須江監督の男泣き・インタビューでの言葉、監督のキャリアを知ると深い

須江監督は試合後のインタビューで次のように語りました。

「感動ですね。9回は(4番手で)木村(選手)が投げてて涙が止まらなかったです。全員出したいって思いながら、でも温情で出すんじゃなくて本当に戦力として出せた。場面場面で、期待に応えてくれた3年間が尊いですね。苦しいところで公式戦初出場でもいいピッチングができる、その3年間が尊いですね」

仙台育英は、2022年の夏の甲子園で、甲子園の優勝旗が「白河の関」を越えた、初めてのチームです。東北6県に、初の優勝旗をもたらした世代が、この国体で高校野球を引退をします。

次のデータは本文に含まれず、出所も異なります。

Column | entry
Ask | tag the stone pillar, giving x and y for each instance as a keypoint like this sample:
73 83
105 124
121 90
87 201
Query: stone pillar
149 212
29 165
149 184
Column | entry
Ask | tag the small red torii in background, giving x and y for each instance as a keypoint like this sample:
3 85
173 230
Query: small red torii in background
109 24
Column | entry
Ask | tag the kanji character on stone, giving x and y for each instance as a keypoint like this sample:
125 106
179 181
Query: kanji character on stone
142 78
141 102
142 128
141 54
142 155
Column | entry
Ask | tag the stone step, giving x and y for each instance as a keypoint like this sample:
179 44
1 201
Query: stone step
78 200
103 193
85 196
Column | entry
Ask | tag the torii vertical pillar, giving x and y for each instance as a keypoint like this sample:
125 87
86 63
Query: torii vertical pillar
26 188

須江監督の「3年間が尊い」という言葉に、試合だけでは計り知れない、高校野球に捧げた選手たちの3年間の重みを感じます。そこには須江監督の人生に重なるものがあるようです。

須江監督も、仙台育英の選手でした。中学まで埼玉県で野球をしていましたが、仙台の強豪校へ進みました。そこでみたものは、実力のある同年代の選手です。

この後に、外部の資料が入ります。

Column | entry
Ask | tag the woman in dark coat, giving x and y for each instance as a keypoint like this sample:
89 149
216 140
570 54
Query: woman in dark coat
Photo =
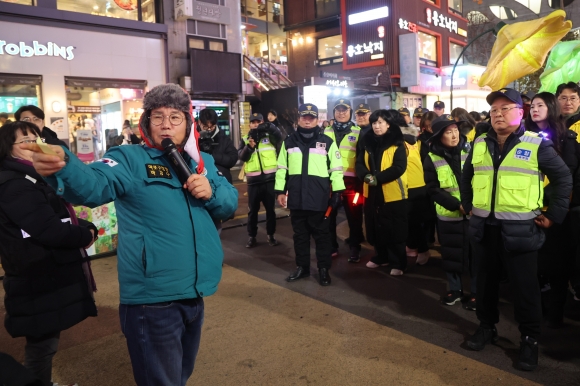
443 167
47 281
381 164
556 258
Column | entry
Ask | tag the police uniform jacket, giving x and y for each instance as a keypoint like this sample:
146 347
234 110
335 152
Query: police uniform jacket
520 234
46 290
168 246
309 192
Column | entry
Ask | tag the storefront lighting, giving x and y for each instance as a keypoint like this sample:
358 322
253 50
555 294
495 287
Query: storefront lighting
56 107
256 79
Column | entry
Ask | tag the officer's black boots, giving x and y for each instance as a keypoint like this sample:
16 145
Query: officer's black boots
528 360
251 242
301 272
323 276
272 241
482 337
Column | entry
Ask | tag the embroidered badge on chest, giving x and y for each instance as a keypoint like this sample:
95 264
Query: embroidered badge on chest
523 154
158 171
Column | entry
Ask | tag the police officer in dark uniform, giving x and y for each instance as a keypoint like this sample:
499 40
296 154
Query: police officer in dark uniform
258 150
310 170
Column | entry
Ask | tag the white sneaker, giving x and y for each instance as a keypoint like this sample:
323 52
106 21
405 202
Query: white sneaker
370 264
423 257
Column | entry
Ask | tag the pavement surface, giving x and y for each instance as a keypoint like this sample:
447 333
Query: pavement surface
367 328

須江監督は、高校入学後1年半で、選手生活に区切りをつけます。「学生コーチ」になる道を選んだのです。

高校野球では、背番号をもらってグランドに立てる選手の数は限られます。須江監督は、絶対にレギュラーにはなれない選手、つまり補欠の選手の中から推薦されて「学生コーチ」になりました。

須江監督の指導の根底には、この補欠という経験をベースにした、レギュラーの選手から負けたところから、自分の人生を切り拓くきっかけをつかみ、這い上がっていく、そんな気概があるように思われます。

国体終了後の須江監督が、補欠から背番号をつけ、マウンドに上がった木村選手へかけた言葉は、自身の人生に重ね合わせたようで、とても意味深いものだと思われます。

仙台育英の底力、本当に強かった

この国体で、仙台育英は2023年の夏の甲子園の雪辱を果たしたと言われますが、その象徴的な試合、慶應高校との1回戦は、11対0のコールド勝ちでした。

山田世代と呼ばれた3年生は、それぞれの進路をこれから歩んでいきます。山田選手はプロ野球志望とのことです。そのほかの選手は、どんな道を選んでいくのか?そして次の世代は、どんなプレーを見せてくれるのか、これからも目が離せませんね。